The responders included one patient with BRCA1/2
wild-type ovarian cancer, two patients with BRCA1/2
-mutant breast cancer, and one person with BRCA1
-mutant ovarian cancer, Yap said in a statement.
In addition, two patients have experienced ongoing, prolonged disease stabilization, including one person with breast cancer of unknown BRCA
status and another with peritoneal mesothelioma. Another patient with BRCA1/2
-mutant advanced prostate cancer achieved a radiologic response measured by MRI and prostate-specific antigen levels that is ongoing after 11 months, Yap said.
“These early results are very exciting because preclinical data had suggested that the olaparib and AZD5363 combination had the potential to be effective in a much wider population of patients than just those harboring germline BRCA1/2
mutations,” said Yap.
Olaparib became the first PARP inhibitor to gain FDA approval in December 2014. The drug is indicated as monotherapy for patients with germline BRCA
-mutated advanced ovarian cancer who have received ≥3 prior lines of chemotherapy.
Resistance develops in the majority of patients who receive PARP inhibitors, and researchers were seeking to increase activity by adding an agent that targets the AKT pathway, lead study author Vasiliki Michalarea, MD, said in presenting the findings during a plenary session at the conference.
The trial evaluated the combination regimen in patients with 10 different tumor types: six ovarian, three breast, two colorectal, two mesothelioma, two prostate, and one each of bladder, cervical, gastrointestinal stromal tumor, pancreatic, and uterine.
Participants were divided between two dosing schedules, with three different dose levels in each schedule. All patients received 300-mg tablets of olaparib twice daily, along with escalating doses of AZD5363.
Yap said the trial appears to be the first to use an intrapatient dose-escalation design to test targeted therapies. “This design allowed us to safely complete the dose-escalation phase with at least six evaluable patients at each dose level, and in two schedules of the combination with just 20 patients in 7.5 months, which is unprecedented,” said Yap.
As a result of this approach, researchers were able to determine that 300 mg of olaparib twice daily along with 640 mg of AZD5363 twice daily for two days each week is the appropriate dosage to move forward into phase II testing.
Michalarea said toxicities were similar between the dose levels and schedules, with grade 1/2 nausea, fatigue, diarrhea, and vomiting reported most frequently. Grade 3 toxicities included hyperglycemia, transaminitis, and fatigue.

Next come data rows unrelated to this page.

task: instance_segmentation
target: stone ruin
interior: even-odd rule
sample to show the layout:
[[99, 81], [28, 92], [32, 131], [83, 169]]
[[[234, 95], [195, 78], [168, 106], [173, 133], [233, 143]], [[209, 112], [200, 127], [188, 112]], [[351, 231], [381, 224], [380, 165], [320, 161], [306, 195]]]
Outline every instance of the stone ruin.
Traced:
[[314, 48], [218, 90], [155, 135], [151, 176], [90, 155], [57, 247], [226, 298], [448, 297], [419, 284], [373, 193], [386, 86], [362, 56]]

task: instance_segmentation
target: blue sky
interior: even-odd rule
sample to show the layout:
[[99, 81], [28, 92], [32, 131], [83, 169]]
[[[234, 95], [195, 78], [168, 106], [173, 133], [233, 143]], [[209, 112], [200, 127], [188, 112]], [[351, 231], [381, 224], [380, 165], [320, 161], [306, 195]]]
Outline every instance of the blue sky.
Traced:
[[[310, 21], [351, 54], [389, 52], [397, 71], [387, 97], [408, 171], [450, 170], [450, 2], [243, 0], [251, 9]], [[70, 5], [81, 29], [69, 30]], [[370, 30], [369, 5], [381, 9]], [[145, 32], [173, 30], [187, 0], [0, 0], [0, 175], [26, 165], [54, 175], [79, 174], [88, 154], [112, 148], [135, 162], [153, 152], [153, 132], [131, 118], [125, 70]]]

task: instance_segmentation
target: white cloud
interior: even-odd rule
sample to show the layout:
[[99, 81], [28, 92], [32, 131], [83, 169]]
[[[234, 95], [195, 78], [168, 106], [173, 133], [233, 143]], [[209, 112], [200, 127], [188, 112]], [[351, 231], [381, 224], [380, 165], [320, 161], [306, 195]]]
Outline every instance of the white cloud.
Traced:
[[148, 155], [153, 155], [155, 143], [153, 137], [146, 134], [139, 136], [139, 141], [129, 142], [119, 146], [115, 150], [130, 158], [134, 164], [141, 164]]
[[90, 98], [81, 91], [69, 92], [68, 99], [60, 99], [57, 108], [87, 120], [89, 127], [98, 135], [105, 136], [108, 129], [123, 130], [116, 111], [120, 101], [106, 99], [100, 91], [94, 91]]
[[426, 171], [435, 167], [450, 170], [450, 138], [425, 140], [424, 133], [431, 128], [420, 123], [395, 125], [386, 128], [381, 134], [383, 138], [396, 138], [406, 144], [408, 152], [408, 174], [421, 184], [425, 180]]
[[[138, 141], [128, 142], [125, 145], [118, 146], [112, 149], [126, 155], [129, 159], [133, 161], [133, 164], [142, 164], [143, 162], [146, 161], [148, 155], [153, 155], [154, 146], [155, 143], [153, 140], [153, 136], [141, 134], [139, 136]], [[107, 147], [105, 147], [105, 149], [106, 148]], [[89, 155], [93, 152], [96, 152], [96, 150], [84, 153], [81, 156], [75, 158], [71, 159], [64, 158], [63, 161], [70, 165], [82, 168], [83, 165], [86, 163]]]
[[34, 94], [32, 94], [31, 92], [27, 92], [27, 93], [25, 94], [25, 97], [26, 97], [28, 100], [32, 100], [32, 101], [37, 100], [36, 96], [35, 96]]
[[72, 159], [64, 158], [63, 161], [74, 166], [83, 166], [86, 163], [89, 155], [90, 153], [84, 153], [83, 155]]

Michalarea said the next step in the research involves an expansion phase at the established dosing level and schedule with two cohorts: (1) patients with germline BRCA1/2
-mutated cancers including individuals who have received prior PARP inhibitors and have platinum-resistant tumors; and (2) patients with advanced cancers with clinical features of BRCA
ness or relevant somatic mutations.
Michalarea V, Lorente D, Lopez J, et al. Accelerated phase I trial of 2 schedules of the combination of the PARP inhibitor Olaparib (Ola) and AKT inhibitor AZD5363 (AZD) using a novel intrapatient (intrapt) dose escalation design in advanced cancer pts. Presented at: 2015 AACR Annual Meeting; April 18-22; Philadelphia, PA. Abstract 8529.